First let's build a JSON table to hold our sample data set
CREATE TABLE json_transactions_geo
(trans_geo_doc CLOB,
CONSTRAINT "VALID_GEO_JSON" CHECK (trans_geo_doc IS JSON) ENABLE
);
Now let's add some data
TRUNCATE TABLE json_transactions_geo;
INSERT INTO json_transactions_geo VALUES ('{"time_id":"25-JAN-17 08:30:23","user_id":"John","merchant_id":"Baskin Robins", "item_ref":"Ice Cream","trans_amount":10.00, "x":-71.48923,"y":42.72347,"l_x":-71.48923,"l_y":42.72347}');
INSERT INTO json_transactions_geo VALUES ('{"time_id":"25-JAN-17 09:35:10","user_id":"John","merchant_id":"Costco","item_ref":"Groceries","trans_amount":55.00,"x":-71.48923,"y":42.72347,"l_x":-71.48989,"l_y":42.72347}');
INSERT INTO json_transactions_geo VALUES ('{"time_id":"25-JAN-17 10:40:10","user_id":"John","merchant_id":"Starbucks","item_ref":"Coffee","trans_amount":5.00,"x":-71.48923,"y":42.72347,"l_x":-71.48854,"l_y":42.72347, }');
INSERT INTO json_transactions_geo VALUES ('{"time_id":"25-JAN-17 16:36:10","user_id":"John","merchant_id":"BestBuy","item_ref":"Apple Mac Pro","trans_amount":4150.00,"x":-91.48923,"y":42.72347,"l_x":-71.48923,"l_y":42.72347}');
COMMIT;
Let's quickly look at out credit card data...note that at this point we simply have numeric values for our geospatial coordinates.

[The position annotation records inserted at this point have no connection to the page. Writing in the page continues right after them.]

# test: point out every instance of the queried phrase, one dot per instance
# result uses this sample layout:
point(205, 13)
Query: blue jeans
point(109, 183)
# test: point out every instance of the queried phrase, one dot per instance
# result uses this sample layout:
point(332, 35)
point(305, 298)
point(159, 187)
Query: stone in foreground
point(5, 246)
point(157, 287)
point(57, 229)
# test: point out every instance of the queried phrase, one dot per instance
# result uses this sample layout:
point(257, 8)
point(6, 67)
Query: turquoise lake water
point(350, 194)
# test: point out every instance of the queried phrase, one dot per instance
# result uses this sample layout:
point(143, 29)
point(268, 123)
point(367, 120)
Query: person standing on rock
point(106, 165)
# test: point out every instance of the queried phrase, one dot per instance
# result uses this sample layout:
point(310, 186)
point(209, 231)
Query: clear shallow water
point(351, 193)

We will convert these to geospatial datatypes later
SELECT
TO_DATE(j.trans_geo_doc.time_id, 'DD-MON-YYYY, HH:MI:SS') as time_id,
j.trans_geo_doc.user_id as user_id,
j.trans_geo_doc.merchant_id as merchant_id,
j.trans_geo_doc.item_ref as item_ref,
to_number(j.trans_geo_doc.trans_amount) as trans_amount,
to_number(j.trans_geo_doc.x) as geo_x,
to_number(j.trans_geo_doc.y) as geo_y,
to_number(j.trans_geo_doc.l_x) as geo_lag_x,
to_number(j.trans_geo_doc.l_y) as geo_lag_y
FROM json_transactions_geo j;
To keep our pattern matching code simple and readable, let's create a view over our JSON data...

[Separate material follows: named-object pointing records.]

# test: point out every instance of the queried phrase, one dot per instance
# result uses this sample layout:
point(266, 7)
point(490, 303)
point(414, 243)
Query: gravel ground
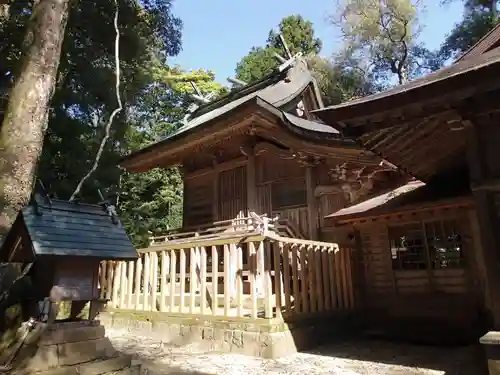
point(349, 358)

CREATE OR REPLACE VIEW VW_JSON_CC_TRANS AS
SELECT
TO_DATE(j.trans_geo_doc.time_id, 'DD-MON-YYYY, HH24:MI:SS') as day_id,
TO_CHAR(TO_TIMESTAMP(j.trans_geo_doc.time_id, 'DD-MON-YYYY, HH24:MI:SS'), 'HH24:MI:SS') as time_id,
TRUNC((TO_DATE(j.trans_geo_doc.time_id, 'DD-MON-RR, HH24:MI:SS') -
(TO_DATE(LAG(j.trans_geo_doc.time_id,1) over (order by j.trans_geo_doc.time_id), 'DD-MON-RR, HH24:MI:SS'))) * 24, 0) AS LAG_TIME,
j.trans_geo_doc.user_id as user_id,
j.trans_geo_doc.merchant_id as merchant_id,
j.trans_geo_doc.item_ref as item_ref,
to_number(j.trans_geo_doc.trans_amount) as trans_amount,
to_number(j.trans_geo_doc.x) as geo_x,
to_number(j.trans_geo_doc.y) as geo_y,
to_number(j.trans_geo_doc.l_x) as geo_lag_x,
to_number(j.trans_geo_doc.l_y) as geo_lag_y
FROM json_transactions_geo j;
We can now used the SDO_GEOM.SDO_DISTANCE function to calculate the distance between transactions...
SELECT
l.day_id as day_id,
l.time_id as time_id,
l.lag_time as mins,
l.user_id,
l.merchant_id,
l.item_ref,
l.trans_amount,
SDO_GEOM.SDO_DISTANCE(SDO_GEOMETRY(2001,8307,SDO_POINT_TYPE(l.geo_x, l.geo_y, NULL),NULL,NULL),
SDO_GEOMETRY(2001,8307,SDO_POINT_TYPE(l.geo_lag_x, l.geo_lag_y, NULL),NULL,NULL),
0.0001,'unit=km') AS DISTANCE_BETWEEN_TRANS
FROM VW_JSON_CC_TRANS l
ORDER BY l.day_id, time_id;
Your task now is to use this information in MATCH_RECOGNIZE query that looks for 3 low value transactions, followed by a large transaction where the distance between the last small transaction and the large transaction is too large (i.e. suspicious)
Using the previous examples you should be able to construct this query yourself.